The importance of Information Retrieval (IR) in audio-visual recordings has been increasing with steeply growing numbers of audio-visual documents available on-line. Compared to traditional IR methods, this task requires specific techniques, such as Passage Retrieval which can accelerate the search process by retrieving the exact relevant passage of a recording instead of the full document. In Passage Retrieval, full recordings are divided into shorter segments which serve as individual documents for the further IR setup. This technique also allows normalizing document length and applying positional information. It was shown that it can even improve retrieval results.

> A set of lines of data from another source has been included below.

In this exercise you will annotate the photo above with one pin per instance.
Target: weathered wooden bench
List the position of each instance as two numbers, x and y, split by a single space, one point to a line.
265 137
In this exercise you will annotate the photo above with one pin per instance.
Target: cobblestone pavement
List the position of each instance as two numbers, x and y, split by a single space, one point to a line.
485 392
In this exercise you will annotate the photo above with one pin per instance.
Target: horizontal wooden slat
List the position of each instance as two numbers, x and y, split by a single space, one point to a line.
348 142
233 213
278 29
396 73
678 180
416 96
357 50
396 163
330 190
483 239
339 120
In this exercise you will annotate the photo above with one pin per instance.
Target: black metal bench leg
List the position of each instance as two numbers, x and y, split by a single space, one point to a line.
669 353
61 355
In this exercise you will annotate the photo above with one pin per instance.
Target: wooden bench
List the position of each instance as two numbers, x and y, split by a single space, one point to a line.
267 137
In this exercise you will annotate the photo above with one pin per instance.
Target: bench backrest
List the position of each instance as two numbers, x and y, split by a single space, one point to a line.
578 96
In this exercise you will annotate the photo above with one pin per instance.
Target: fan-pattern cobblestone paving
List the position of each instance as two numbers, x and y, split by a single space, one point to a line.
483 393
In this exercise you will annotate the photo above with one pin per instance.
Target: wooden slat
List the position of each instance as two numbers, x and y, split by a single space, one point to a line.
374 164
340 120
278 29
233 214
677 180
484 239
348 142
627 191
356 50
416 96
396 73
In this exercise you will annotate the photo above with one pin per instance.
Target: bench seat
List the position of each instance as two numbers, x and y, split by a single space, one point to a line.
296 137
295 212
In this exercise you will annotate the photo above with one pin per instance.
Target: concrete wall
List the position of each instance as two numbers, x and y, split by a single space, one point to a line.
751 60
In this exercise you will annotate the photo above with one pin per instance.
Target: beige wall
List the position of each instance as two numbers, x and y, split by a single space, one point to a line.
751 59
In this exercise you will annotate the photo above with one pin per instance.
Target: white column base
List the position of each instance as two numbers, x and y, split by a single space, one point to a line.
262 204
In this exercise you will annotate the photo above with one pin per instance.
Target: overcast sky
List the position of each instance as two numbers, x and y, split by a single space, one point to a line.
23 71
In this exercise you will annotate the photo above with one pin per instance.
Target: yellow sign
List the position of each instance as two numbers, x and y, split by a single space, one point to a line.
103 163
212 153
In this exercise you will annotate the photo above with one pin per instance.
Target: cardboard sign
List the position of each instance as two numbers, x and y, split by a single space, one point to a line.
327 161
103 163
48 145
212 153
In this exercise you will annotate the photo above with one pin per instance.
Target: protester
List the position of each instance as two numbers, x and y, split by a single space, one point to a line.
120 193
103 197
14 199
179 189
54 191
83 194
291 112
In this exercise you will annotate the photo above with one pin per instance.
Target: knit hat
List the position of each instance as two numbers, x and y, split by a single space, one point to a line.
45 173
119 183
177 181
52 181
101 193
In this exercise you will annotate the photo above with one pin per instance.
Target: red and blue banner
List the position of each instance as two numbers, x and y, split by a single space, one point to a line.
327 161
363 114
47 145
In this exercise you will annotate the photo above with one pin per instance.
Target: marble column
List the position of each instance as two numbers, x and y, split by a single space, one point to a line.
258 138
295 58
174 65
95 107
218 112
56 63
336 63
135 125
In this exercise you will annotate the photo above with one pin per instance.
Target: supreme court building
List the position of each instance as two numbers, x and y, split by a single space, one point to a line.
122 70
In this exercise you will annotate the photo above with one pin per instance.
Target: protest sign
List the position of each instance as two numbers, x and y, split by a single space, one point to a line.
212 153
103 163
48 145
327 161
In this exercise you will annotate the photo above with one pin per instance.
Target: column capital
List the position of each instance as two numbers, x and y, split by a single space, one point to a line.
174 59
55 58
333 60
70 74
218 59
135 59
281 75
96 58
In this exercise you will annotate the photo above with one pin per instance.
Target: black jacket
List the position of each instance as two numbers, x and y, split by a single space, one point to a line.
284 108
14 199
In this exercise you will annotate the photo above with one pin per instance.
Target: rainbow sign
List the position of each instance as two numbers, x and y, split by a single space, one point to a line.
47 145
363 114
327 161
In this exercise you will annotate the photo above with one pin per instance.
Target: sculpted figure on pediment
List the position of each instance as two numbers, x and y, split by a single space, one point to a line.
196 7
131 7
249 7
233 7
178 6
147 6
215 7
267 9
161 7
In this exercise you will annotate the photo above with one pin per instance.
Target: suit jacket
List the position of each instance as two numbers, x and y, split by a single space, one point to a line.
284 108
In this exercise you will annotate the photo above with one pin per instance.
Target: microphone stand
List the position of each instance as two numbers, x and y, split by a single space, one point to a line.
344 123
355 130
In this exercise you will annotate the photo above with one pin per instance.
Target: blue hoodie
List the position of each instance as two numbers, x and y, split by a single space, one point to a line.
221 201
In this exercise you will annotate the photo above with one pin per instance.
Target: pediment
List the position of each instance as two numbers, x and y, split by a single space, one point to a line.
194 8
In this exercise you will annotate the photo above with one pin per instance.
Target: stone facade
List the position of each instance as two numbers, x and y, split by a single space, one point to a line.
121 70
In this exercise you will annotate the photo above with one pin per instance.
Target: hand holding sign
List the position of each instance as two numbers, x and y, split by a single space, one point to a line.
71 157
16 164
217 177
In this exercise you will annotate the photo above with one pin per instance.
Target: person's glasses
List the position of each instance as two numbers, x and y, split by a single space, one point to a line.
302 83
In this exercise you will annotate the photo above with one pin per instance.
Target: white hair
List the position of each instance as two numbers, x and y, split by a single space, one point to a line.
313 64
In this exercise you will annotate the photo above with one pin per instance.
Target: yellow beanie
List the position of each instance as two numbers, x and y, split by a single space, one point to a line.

In this work, we examine two general strategies for Passage Retrieval: blind segmentation into overlapping regular-length passages and segmentation into variable-length passages based on semantics of their content. Time-based segmentation was already shown to improve retrieval of textual documents and audio-visual recordings. Our experiments performed on the test collection used in the Search subtask of the Search and Hyperlinking Task in MediaEval Benchmarking 2012 confirm those findings and show that parameters (segment length and shift) tuning for a specific test collection can further improve the results. Our best results on this collection were achieved by using 45-second long segments with 15-second shifts. Semantic-based segmentation can be divided into three types: similarity-based (producing segments with high intra-similarity and low inter-similarity), lexical-chain-based (producing segments with frequent lexically connected words), and feature-based (combining various features which signalize a segment break in a machine-learning setting). In this work, we mainly focus on feature-based segmentation which allows exploiting various features from all modalities of the data (including segment length) in a single trainable model and produces segments which can eventually overlap. Our preliminary results show that even simple semantic-based segmentation outperforms regular segmentation. Our model is a decision tree incorporating the following features: shot segments, output of TextTiling algorithm, cue words (well, thanks, so, I, now), sentence breaks, and the length of the silence after the previous word. In terms of the MASP, the relative improvement over regular segmentation is more than 19%.